1. Field of the Invention
The present invention relates to mobile telephones or a wireless local loop (hereinafter denoted as WLL) subscriber terminal, and in particular, to a mobile telephone with an accounting function which enables a user to check a call charge through a display unit and a method for controlling the same.
2. Description of the Related Art
When using a mobile telephone as well as a WLL subscriber terminal, occasionally there is a need for checking the call charge and charging the fare accordingly for the telephone call. For example, in order to offer convenience to the fare (or passenger), a public mobile telephone is installed in a taxi. The taxi driver measures the call duration to charge the fare for the call by using a separate billing apparatus installed in the taxi. The billing apparatus is connected to the mobile telephone via an RS-232C interface, and calculates the call charge based on the call information received from the mobile telephone.
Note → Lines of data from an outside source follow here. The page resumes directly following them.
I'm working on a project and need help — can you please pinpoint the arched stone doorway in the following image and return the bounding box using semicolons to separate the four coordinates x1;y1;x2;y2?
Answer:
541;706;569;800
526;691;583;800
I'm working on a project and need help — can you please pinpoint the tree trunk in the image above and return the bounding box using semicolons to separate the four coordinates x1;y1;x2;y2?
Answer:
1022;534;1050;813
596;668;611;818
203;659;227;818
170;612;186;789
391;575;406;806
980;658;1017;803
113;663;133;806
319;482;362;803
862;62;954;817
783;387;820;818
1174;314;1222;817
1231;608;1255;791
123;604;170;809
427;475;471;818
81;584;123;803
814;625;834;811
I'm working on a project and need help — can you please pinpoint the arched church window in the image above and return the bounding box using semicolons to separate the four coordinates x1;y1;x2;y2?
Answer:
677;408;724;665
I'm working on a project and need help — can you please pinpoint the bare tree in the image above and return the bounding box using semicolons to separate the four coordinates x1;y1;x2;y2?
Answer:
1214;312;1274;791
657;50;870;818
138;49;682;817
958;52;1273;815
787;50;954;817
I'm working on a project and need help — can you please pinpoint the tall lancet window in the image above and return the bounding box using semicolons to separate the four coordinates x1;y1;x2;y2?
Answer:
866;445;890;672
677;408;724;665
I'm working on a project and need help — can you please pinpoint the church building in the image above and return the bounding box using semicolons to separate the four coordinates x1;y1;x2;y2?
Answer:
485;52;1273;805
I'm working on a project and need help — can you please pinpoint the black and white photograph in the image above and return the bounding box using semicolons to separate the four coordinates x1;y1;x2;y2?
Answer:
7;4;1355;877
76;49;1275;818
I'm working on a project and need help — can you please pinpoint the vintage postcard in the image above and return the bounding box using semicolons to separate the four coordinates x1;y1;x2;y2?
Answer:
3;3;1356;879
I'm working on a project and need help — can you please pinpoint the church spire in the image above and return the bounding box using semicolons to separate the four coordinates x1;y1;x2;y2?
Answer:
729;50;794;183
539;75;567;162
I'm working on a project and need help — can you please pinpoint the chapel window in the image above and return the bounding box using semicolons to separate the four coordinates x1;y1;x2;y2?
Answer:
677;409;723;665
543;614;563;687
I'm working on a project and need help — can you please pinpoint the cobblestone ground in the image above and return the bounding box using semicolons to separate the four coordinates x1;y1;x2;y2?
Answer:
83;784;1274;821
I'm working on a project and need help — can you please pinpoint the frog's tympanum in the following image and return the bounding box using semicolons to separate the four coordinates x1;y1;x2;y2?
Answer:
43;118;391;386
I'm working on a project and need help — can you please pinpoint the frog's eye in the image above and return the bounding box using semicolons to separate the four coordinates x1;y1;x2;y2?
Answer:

FIGS. 1A through 1G show a display unit of a known mobile telephone, on which various call information is displayed. Specifically, FIG. 1A shows a state where the mobile telephone has been engaged (i.e., in a busy state) for a call duration of 1 minute and 20 seconds; FIG. 1B shows a state where the mobile telephone is dialing the telephone number; FIG. 1C shows a state where the mobile telephone is just connected to a mobile telephone switching office (MTSO); FIG. 1D shows a call time for the last outgoing call; FIG. 1E shows the air time display (i.e., a call duration accumulated up to the present); FIG. 1F shows the called number for the last call, and FIG. 1G shows the last call information including the date and time when the last call was made, respectively.
As illustrated above, the known mobile telephone merely displays the call time and call duration for the previous calls. Thus, when the billing apparatus is not installed in the public mobile telephone, the user (i.e., the driver or fare) is required to manually calculate the call charge based on the call time and call duration displayed on the display unit. This manual calculation is inconvenient and can result in miscalculation. In practice, the call duration begins to be counted, once the mobile telephone is connected to the mobile telephone switching office, regardless of whether the other party answers the outgoing call, as shown in FIG. 1C. Therefore, the displayed call duration may be different from the actual call duration, which leads to additional miscalculation.